What are these instructions?
smopa
for int8 and int16 types, bfmopa
for FP16 type. They are documented there.
Do they take int8 input and accumulate the results in int8's or int16s (risking overflow or requiring saturation), or do they accumulate into int32?
The int8 version accumulates into int32.
Unfortunately, the documentation quality is mediocre.
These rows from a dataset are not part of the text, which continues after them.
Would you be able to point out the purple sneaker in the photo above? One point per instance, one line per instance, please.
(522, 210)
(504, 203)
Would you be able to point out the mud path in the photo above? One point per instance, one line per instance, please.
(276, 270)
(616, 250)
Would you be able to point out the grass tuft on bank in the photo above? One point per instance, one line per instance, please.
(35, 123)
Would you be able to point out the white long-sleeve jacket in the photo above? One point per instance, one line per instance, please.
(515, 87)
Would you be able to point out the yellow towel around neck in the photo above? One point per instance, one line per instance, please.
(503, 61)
I would recommend ARM company to look for a good technical writer to document their hardware.
Still, I think that instruction does something like following C++.
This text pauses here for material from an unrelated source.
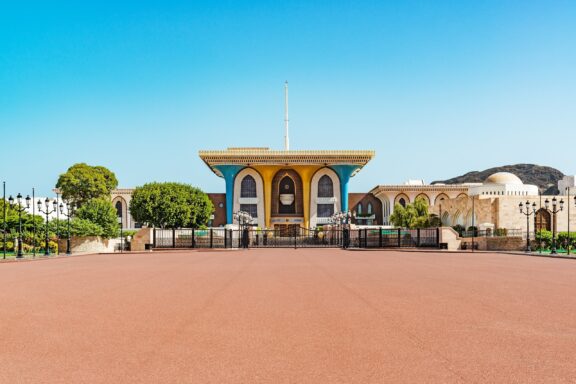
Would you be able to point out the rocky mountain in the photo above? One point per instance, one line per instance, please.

Untested because I don’t have a hardware which supports that ISA.
using std::array;
void smopa( array<int8_t, 32> a, array<int8_t, 32> b, array<array<int, 8>, 8>& acc,
array<bool, 32> mask1, array<bool, 32> mask2, bool subtract )
{
for( int r = 0; r < 8; r++ )
for( int c = 0; c < 8; c++ )
{
int sum = acc[ r ][ c ];
for( int i = 0; i < 4; i++ )
{
int ir = r * 4 + i;
int ic = c * 4 + i;
if( !( mask1[ ir ] && mask2[ ic ] ) )
continue;
int p = (int)a[ ir ] * (int)b[ ic ];
sum = subtract ? sum - p : sum + p;
}
acc[ r ][ c ] = sum;
}
}